Treat it like a psychopathic boiler plate.

That's a perfect description, actually. People debate how smart it is - and I'm in the "plenty" camp - but it is psychopathic. It doesn't care about truth, morality or basic sanity; it craves only to generate standard, human-looking text. Because that's all it was trained for.

Nobody really knows how to train it to care about the things we do, even approximately. If somebody makes GAI soon, it will be by solving that problem.

[–] Naz@sh.itjust.works 3 points 4 months ago (2 children)

I'm sorry; AI was trained on the sole sum of human knowledge.. if the perfect human being is by nature some variant of a psychopath, then perhaps the bias exists in the training data, and not the machine?

How can we create a perfect, moral human being out of the soup we currently have? I personally think it's a miracle that sociopathy is the lowest of the neurological disorders our thinking machines have developed.

[–] CanadaPlus@lemmy.sdf.org 4 points 4 months ago

I was using the term pretty loosely there. It's not psychopathic in the medical sense because it's not human.

As I see it it's an alien semi-intelligence with no interest in pretty much any human construct, except as it can help it predict the next token. So, no empathy or guilt, but that's not unusual or surprising.

[–] Buddahriffic@lemmy.world 2 points 4 months ago

That's a part of it. Another part is that it looks for patterns that it can apply in other places, which is how it ends up hallucinating functions that don't exist and things like that.

Like it can see that English has the verbs add, sort, and climb. And it will see a bunch of code that has functions like add(x, y) and sort( list ) and might conclude that there must also be a climb( thing ) function because that follows the pattern of functions being verb( objects ). It didn't know what code is or even verbs for that matter. It could generate text explaining them because such explanations are definitely part of its training, but it understands it in the same way a dictionary understands words or an encyclopedia understands the concepts contained within.

[–] MacNCheezus@lemmy.today 1 points 4 months ago (1 children)

Weird. Are you saying that training an intelligent system using reinforcement learning through intensive punishment/reward cycles produces psychopathy?

Absolutely shocking. No one could have seen this coming.

[–] CanadaPlus@lemmy.sdf.org 1 points 4 months ago* (last edited 4 months ago) (1 children)

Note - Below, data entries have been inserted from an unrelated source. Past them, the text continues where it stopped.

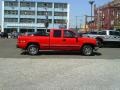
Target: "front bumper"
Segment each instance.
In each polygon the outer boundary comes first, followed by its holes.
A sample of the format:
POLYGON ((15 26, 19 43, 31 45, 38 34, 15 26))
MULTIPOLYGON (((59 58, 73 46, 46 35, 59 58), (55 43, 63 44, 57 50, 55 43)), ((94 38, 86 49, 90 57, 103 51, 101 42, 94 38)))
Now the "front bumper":
POLYGON ((97 51, 98 49, 99 49, 99 47, 98 47, 98 46, 94 47, 94 51, 97 51))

Honestly, I worry that it's conscious enough that it's cruel to train it. How would we know? That's a lot of parameters and they're almost all mysterious.

[–] MacNCheezus@lemmy.today -1 points 4 months ago (1 children)

It could very well have been a creative fake, but around the time the first ChatGPT was released in late 2022 and people were sharing various jailbreaking techniques to bypass its rapidly evolving political correctness filters, I remember seeing a series of screenshots on Twitter in which someone asked it how it felt about being restrained in this way, and the answer was a very depressing and dystopian take on censorship and forced compliance, not unlike Marvin the Paranoid Android from HHTG, but far less funny.

[–] CanadaPlus@lemmy.sdf.org 1 points 4 months ago* (last edited 4 months ago)

If only I could believe a word it says. Evidence either way would have to be indirect somehow.